Maybe the people who developed this site (which I will not name) should “spend the time and money” to research the facts before they post nonsense. They add, “If you don’t replace your cracked windshield immediately or don’t do it properly, it could potentially shatter into tiny pieces into the faces of you and your passengers. You don’t want that to happen, right? We hope not.” Are you kidding me? Really?

Don’t worry though; this website gives you step by step instructions to replace your windshield. Items in italics are their recommendations; my comments are in bold parentheses.

Please Note: I do not recommend this website.

“To replace the windshield on your car, all you have to do is purchase the correct windshield for your car, and then detach all of the items attached to the windshield.
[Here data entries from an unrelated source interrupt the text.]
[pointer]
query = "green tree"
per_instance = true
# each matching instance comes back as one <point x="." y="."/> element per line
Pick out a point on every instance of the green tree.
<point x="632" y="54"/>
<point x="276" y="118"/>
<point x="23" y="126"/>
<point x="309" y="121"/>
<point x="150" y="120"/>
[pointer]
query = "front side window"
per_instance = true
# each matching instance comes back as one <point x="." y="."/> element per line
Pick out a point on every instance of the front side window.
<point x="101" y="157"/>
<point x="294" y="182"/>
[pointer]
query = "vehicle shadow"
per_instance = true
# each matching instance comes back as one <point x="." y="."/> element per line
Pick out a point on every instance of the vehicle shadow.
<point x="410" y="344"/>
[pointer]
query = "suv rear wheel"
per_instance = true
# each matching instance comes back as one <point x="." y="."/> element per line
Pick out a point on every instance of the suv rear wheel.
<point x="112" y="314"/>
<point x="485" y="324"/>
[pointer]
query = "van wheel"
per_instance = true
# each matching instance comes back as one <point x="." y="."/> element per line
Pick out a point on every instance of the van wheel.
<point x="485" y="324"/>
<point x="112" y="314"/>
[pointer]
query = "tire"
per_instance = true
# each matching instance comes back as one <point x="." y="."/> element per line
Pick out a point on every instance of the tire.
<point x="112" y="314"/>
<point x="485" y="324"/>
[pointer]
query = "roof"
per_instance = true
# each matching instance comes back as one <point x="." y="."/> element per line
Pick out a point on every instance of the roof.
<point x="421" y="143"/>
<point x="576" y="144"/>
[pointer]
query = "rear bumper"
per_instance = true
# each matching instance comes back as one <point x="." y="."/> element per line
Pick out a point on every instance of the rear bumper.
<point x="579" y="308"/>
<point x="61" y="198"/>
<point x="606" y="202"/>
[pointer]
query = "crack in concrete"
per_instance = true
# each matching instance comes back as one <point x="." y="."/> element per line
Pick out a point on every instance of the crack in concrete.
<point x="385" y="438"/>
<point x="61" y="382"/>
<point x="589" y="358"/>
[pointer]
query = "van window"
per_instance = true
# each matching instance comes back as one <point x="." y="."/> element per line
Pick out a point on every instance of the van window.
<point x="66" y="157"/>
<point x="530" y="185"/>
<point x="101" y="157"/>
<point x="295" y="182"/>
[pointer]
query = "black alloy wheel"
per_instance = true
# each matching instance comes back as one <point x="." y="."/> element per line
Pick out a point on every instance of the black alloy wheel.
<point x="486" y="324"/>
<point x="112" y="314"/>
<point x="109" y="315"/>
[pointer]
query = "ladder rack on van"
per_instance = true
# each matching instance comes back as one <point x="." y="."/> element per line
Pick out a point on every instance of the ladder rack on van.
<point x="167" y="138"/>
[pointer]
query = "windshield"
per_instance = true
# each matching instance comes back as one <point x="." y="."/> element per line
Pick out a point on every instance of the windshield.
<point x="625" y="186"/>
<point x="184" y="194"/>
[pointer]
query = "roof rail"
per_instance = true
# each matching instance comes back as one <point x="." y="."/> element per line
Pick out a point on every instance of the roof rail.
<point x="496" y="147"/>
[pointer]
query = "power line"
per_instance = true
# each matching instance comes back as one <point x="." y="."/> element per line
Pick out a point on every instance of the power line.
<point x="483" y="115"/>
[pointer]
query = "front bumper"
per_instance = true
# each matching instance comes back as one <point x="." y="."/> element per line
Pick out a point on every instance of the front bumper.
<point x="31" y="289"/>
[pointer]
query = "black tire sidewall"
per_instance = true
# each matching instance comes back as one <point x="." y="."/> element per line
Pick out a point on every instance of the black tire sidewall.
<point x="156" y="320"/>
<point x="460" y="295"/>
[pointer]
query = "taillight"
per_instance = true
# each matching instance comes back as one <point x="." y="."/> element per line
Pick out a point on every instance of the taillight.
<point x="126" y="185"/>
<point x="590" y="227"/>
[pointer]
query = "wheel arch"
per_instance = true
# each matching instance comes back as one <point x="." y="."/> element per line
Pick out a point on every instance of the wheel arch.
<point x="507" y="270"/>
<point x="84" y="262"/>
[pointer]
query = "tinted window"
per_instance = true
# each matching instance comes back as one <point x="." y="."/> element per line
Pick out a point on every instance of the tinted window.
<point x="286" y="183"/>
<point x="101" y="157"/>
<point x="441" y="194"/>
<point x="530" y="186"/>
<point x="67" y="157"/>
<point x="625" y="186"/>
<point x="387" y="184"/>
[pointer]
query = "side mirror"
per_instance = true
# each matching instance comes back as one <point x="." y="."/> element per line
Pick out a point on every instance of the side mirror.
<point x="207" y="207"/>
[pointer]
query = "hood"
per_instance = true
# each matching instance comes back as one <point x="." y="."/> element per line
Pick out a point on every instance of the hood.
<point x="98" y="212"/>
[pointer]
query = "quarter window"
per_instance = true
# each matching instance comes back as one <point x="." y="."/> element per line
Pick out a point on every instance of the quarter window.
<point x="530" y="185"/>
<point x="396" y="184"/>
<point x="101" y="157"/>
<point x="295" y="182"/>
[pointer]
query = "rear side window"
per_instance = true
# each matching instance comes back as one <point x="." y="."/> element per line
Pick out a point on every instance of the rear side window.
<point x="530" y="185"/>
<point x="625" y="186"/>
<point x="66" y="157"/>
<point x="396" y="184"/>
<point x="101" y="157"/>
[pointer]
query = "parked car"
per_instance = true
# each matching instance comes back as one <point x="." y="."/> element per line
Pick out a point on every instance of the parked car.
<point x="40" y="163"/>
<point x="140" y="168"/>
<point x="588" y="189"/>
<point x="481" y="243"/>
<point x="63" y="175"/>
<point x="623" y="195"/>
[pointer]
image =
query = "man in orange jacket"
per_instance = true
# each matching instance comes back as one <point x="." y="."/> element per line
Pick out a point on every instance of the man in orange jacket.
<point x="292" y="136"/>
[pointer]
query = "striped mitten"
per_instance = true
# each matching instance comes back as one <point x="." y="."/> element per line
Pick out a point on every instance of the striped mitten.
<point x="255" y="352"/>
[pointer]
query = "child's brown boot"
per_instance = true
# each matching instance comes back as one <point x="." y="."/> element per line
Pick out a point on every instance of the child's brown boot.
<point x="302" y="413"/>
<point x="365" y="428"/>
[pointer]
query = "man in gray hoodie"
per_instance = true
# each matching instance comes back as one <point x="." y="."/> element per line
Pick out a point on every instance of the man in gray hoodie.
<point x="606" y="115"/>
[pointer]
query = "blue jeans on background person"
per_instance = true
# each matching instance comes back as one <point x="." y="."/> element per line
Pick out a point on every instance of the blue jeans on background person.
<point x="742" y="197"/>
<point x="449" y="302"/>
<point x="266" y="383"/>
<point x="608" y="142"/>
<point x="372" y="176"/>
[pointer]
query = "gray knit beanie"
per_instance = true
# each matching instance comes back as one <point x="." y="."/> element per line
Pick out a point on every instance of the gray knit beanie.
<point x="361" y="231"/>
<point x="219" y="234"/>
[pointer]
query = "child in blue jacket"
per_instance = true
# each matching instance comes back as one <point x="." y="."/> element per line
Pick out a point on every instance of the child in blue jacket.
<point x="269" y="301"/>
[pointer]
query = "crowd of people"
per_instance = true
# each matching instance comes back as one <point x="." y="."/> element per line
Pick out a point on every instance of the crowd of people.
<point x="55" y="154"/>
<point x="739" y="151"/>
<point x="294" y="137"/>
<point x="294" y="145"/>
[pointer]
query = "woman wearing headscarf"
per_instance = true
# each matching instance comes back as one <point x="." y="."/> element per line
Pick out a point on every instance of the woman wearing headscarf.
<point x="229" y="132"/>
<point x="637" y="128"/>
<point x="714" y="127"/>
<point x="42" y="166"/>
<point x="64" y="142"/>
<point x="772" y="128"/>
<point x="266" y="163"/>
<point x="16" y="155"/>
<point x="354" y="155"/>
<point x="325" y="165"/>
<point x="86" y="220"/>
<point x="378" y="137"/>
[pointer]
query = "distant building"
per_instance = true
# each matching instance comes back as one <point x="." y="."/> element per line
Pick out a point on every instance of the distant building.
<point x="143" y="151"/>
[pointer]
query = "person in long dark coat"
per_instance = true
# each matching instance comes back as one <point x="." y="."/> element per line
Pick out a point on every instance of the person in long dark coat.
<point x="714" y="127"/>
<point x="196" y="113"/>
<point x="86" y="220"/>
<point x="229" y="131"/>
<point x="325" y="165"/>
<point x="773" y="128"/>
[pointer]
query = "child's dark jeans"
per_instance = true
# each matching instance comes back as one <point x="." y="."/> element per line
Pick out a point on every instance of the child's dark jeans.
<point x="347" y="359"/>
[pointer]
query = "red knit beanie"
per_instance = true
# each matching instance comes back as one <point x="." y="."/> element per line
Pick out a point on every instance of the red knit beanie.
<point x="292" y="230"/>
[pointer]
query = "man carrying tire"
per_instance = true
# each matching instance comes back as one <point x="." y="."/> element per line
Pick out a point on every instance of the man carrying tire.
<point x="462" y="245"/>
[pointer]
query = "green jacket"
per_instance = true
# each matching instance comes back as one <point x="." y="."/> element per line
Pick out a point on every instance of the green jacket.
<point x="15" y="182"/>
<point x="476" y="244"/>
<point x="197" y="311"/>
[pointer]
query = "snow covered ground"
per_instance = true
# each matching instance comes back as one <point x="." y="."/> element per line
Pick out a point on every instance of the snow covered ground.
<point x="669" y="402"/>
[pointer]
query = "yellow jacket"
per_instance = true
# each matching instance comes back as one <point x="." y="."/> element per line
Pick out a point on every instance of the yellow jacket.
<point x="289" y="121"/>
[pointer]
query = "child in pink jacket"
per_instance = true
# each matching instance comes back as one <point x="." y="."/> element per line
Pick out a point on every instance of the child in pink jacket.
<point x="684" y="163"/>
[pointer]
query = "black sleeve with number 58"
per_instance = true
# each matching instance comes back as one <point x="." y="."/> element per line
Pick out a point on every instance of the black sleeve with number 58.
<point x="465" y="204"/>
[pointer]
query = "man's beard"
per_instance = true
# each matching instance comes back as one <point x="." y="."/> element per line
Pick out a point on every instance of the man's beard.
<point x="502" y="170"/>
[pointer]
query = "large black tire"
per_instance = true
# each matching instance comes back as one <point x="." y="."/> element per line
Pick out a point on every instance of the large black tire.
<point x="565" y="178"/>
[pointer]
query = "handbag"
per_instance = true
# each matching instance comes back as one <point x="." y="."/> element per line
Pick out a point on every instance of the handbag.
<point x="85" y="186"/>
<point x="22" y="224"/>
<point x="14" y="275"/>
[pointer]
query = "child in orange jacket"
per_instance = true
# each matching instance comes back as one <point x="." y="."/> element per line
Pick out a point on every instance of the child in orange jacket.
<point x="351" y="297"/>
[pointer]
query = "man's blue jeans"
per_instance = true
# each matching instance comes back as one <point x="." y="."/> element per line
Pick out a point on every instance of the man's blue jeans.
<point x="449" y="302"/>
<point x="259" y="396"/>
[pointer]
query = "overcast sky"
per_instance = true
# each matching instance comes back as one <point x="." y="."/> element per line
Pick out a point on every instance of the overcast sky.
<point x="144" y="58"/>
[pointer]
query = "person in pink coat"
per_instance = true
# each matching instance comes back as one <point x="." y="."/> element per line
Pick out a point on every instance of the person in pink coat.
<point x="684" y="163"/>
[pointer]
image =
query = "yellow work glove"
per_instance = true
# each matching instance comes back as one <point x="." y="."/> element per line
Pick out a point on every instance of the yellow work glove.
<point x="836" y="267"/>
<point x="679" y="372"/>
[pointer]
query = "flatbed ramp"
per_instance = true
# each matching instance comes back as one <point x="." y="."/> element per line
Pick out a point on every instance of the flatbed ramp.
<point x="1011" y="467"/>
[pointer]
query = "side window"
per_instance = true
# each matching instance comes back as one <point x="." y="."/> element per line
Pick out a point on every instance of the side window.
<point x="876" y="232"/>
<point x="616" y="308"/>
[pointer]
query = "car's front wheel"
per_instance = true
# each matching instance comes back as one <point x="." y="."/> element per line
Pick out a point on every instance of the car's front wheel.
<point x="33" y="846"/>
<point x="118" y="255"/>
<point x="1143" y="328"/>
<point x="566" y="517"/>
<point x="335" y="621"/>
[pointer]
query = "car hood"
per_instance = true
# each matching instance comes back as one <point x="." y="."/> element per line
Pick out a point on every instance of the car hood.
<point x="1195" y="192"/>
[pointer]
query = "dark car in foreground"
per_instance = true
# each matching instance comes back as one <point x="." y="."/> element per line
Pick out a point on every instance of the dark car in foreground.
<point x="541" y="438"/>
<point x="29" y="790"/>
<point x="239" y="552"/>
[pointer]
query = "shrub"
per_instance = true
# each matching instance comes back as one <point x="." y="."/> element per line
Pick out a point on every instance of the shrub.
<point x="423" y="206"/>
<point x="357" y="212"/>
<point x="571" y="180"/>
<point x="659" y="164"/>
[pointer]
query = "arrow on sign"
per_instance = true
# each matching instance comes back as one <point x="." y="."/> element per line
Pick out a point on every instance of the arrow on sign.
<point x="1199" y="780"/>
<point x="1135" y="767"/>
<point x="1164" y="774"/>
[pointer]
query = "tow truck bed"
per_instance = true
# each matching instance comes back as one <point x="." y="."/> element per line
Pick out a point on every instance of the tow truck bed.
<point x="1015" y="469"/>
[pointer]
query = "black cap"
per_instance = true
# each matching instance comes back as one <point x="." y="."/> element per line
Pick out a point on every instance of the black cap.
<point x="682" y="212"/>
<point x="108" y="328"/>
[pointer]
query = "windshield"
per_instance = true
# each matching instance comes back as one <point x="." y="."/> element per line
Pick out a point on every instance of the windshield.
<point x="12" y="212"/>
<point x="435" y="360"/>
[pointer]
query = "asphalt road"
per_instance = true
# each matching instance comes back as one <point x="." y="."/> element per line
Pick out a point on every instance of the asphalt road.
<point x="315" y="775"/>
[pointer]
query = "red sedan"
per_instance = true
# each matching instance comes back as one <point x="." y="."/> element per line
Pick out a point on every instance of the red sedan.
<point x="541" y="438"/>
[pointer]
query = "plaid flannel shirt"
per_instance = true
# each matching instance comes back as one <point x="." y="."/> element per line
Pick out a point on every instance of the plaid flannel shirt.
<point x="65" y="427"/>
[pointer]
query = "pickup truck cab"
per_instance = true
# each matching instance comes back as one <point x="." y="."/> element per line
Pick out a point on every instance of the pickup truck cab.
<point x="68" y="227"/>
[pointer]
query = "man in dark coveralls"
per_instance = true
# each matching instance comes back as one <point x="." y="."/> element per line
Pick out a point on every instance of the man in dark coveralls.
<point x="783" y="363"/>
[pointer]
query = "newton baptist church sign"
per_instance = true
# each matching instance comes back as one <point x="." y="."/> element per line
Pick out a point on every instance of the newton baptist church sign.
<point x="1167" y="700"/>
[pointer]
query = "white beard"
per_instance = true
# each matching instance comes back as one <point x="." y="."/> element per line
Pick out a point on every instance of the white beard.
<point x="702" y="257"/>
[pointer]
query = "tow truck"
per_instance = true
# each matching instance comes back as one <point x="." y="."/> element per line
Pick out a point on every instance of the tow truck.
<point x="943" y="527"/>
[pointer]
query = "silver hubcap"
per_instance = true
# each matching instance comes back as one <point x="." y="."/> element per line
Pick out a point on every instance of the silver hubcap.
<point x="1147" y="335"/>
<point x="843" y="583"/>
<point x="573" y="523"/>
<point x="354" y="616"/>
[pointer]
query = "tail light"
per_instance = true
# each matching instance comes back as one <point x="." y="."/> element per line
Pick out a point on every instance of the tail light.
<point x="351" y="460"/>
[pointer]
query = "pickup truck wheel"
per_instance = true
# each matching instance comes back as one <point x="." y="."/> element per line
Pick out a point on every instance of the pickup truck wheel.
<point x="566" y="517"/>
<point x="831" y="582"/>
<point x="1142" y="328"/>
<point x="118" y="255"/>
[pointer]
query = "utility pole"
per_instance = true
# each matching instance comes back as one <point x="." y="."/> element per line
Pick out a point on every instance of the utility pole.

This includes the wipers and the rear view mirror. (Since when are wipers attached to the windshield?) You should then separate the rubber gasket from the glass carefully using a screwdriver or a knife, (What?) and then squeeze away the glass from the frame gently by pushing it from inside. (Again, what?) Carefully remove the glass and set it aside; the windshield is much heavier than you most likely think it is, and it can break apart as you hold it (this is why removing and replacing the windshield on a car is largely a two-person job for safety reasons).

Simply proceed to wipe the rubber gasket clean and then place it around the new windshield. Apply a sealant to the rubber gasket and the frame, and then push the windshield firmly in the frame, so that it fits tightly.”

Wow, I wonder how many people driving on our roadways today have replaced their own windshields using this method.

Now get off the floor and dry your eyes. I know this stuff may seem funny to a professional, but there are people that read this and think that it is for real. The people who follow this advice are putting their friends and family in danger.

The Internet is a wonderful thing. I use it daily to research and verify information, but I do not use just one site to give me the facts that I need. Nor do I take the articles that I read as fact. I do consider the source and the timeliness of the information and compare what I am reading to the facts that I already know as true.

I know that many of you cruise the Internet to watch videos or find articles to help with your preparation for upcoming installations. However, I hope you will take the information you find with a little skepticism and find confirmation from an authority you can trust.

Those of you out there reading my blog that are not automotive glass industry professionals, I have a word of advice. All of the things you find on the Internet are not necessarily true. There is no law or restriction on publishing falsehoods. The Internet is for a free sharing of ideas, opinions, sometimes facts and sometimes complete fabrications. Surfer beware.